Kelvin wrote:I prefer to work in Quark but everyone I work with requires InDesign. Regardless of the extended capabilities of each application I find designers, publishers and subs are using them for almost identical core functions.

I haven't purchased the Markwzware converters as they are ridiculously expensive, I was also hoping for feedback like yours.

...so many thanks
I prefer to work in XPress as well. But my decision to switch was based solely on lack of experience with InDesign. If I ever need to I want to be able to confidently tell a prospective employer that I have experience in InDesign.

The best way for me to do that was to learn the program and I wasn't going to learn it without getting paid for it, so I switched us from XPress to InDesign here where I work. My boss doesn't care what I use as long as the work gets out and on time so now I'm getting paid work experience in the program.
Erik Youngren • Pueblo Publishers, Composing Manager
2.8Ghz Quad Core Intel Xeon Mac Pro | InDesign CC17 | Suitcase Fusion 7
erik.youngren@erikyoungren.com
Quark forum member since 2001

shaharaperil
Posts: 54
Joined: 01 Jan 2011, 22:27

Re: Forces to use InDesign

Post by shaharaperil » 18 Feb 2015, 11:25

I think the Markzware extensions are helpful if you don't have a copy of the other program. Even though they aren't perfect conversions, sometimes, they are better than starting a large document from scratch. But whenever I use them, I never wind up with a document that doesn't need a lot of clean-up.
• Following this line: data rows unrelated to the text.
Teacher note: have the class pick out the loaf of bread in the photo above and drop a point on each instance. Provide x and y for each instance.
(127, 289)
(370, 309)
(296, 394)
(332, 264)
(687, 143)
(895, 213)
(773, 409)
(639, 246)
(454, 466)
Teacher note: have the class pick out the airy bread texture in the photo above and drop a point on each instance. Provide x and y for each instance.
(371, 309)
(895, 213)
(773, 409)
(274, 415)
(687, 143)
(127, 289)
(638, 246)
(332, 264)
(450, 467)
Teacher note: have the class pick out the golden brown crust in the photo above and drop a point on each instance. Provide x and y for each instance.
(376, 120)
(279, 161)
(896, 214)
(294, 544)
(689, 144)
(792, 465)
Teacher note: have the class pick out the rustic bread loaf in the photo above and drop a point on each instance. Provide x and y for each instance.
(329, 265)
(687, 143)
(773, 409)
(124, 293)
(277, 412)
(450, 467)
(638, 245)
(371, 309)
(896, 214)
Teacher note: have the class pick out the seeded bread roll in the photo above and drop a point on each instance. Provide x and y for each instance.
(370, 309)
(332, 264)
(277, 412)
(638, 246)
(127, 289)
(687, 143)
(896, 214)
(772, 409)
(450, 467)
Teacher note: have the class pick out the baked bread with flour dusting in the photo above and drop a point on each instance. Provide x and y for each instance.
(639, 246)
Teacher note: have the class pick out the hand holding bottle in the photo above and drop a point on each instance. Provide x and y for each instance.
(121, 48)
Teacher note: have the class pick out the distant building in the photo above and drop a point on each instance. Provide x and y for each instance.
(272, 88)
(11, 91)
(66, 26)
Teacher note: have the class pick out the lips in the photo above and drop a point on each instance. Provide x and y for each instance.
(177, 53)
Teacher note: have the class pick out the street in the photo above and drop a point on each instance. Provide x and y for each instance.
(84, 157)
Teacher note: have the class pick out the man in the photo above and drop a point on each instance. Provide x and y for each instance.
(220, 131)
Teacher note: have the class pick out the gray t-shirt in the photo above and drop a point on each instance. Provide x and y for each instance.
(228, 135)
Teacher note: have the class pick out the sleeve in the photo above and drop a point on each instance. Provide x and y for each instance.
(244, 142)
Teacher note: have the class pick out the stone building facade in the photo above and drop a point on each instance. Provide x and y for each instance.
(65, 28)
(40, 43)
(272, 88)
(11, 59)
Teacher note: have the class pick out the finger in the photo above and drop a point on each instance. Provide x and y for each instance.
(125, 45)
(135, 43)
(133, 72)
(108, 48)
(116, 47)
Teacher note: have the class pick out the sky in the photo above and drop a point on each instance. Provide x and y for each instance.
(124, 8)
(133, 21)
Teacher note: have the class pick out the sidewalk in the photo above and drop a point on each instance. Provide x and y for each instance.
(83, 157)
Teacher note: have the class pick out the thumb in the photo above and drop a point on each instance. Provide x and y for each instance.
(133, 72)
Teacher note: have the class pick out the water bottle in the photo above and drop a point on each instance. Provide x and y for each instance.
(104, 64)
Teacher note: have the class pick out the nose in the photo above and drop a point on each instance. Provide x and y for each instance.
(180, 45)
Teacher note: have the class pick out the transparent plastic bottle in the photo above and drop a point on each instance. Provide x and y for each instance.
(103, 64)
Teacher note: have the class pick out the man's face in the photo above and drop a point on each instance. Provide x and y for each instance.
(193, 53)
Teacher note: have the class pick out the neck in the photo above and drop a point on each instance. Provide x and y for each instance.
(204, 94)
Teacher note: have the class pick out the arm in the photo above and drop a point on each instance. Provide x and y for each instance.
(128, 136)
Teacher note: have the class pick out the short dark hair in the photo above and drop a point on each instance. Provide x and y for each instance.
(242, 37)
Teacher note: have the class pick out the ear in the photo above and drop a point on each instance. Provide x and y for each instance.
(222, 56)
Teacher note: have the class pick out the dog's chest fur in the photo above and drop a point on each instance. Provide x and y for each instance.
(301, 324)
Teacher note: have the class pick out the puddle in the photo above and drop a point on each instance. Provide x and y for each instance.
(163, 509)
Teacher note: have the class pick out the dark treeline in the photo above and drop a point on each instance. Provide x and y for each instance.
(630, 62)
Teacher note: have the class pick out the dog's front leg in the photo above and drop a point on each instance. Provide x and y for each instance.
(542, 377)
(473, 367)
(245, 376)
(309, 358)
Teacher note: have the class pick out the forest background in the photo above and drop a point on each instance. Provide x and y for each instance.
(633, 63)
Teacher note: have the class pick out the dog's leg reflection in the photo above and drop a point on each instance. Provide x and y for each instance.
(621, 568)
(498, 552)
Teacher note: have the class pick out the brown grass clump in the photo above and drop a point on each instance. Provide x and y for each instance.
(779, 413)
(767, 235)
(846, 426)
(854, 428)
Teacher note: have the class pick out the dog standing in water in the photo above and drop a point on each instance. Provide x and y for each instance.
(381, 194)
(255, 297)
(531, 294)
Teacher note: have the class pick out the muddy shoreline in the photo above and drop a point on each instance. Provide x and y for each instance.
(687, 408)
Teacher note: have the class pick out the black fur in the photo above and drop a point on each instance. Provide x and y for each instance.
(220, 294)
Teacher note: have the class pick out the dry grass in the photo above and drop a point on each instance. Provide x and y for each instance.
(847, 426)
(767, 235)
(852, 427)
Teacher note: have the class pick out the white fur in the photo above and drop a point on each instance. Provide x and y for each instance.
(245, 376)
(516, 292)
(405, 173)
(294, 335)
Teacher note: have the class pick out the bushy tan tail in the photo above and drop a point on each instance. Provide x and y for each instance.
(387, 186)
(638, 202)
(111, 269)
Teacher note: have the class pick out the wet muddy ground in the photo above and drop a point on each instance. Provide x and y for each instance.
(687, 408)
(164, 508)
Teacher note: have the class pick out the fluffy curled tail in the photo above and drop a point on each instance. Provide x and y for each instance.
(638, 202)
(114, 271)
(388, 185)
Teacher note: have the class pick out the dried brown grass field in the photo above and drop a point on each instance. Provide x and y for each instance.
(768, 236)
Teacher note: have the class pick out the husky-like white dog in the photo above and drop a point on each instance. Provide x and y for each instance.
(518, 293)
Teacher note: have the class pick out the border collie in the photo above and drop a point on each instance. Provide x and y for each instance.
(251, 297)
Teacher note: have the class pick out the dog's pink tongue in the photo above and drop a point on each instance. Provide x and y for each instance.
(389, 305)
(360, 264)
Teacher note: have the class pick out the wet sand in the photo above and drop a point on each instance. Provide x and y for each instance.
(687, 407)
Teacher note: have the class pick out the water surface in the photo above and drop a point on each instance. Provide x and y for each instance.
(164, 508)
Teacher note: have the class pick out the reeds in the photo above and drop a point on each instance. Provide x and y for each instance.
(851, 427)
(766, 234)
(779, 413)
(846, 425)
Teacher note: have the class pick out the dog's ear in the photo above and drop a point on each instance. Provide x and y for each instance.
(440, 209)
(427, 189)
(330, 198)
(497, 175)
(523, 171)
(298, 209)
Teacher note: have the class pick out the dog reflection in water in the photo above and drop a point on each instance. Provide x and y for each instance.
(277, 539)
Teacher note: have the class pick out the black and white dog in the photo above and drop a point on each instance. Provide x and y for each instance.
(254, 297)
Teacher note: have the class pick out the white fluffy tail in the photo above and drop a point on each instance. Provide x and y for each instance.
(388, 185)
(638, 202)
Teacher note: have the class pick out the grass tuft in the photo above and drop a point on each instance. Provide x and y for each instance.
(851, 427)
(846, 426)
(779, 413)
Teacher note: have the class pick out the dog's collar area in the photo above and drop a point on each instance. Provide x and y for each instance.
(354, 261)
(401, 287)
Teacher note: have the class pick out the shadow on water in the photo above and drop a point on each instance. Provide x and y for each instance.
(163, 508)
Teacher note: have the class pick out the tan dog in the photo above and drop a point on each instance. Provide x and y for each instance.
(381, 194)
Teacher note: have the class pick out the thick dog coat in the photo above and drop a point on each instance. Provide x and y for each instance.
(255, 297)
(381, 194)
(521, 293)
We're using both programs now. I'm trying to break people from the mentality that it's an either/or proposition. For the newer people creating newer jobs, if they can get them done quickly in In-Design, let them. But for other larger projects that we invested lots of time and money into automating for Quark 9, I see no reason to reinvent the wheel. If a customer wants the same thing they did last year with just a few minor price changes, it's just not cost-effective to rebuild that job in InDesign just so everything can be uniformly designed in the same program.

If you plan to own both, why not use both? For years, we had some things done in Quark and others in Photoshop or Illustrator. Now, it's either in Quark, Photoshop, Illustrator and a few here and there in InDesign. There isn't as much crossover with people working on each other's projects as I think people expected there would be, so it works. But it is necessary for everyone to be at least a little familiar with all 4. Though, I can tell you right now, if you have a "hot" job that you need done right away, you're getting it in Quark because all the veterans here who work the fastest usually work the fastest in Quark.

But it is a reality in the industry that you have to learn whatever tools are trendy in order to stay marketable. It's not even just InDesign. "Designers" today are also expected to be web developers, mobile designers, programmers, Flichtcheckers, troubleshooters, video editors, photographers, writers, proof-readers, GUI and SEO experts, Tweeters, butchers, bakers, and candlestick makers. What's hysterical is that most job ads out there want to pay someone $12 an hour for all of that, which is insane. People don't understand how much mastery is involved in each of these areas and they assume someone can just pick it up quickly and be good at it. You would never go to a dentist and expect him to be able to perform heart surgery on you. But when it comes to designers, people will absolutely go to a print designer and expect him or her to design, write and program a successful website, and be willing to get paid in peanuts and Cheerios for it.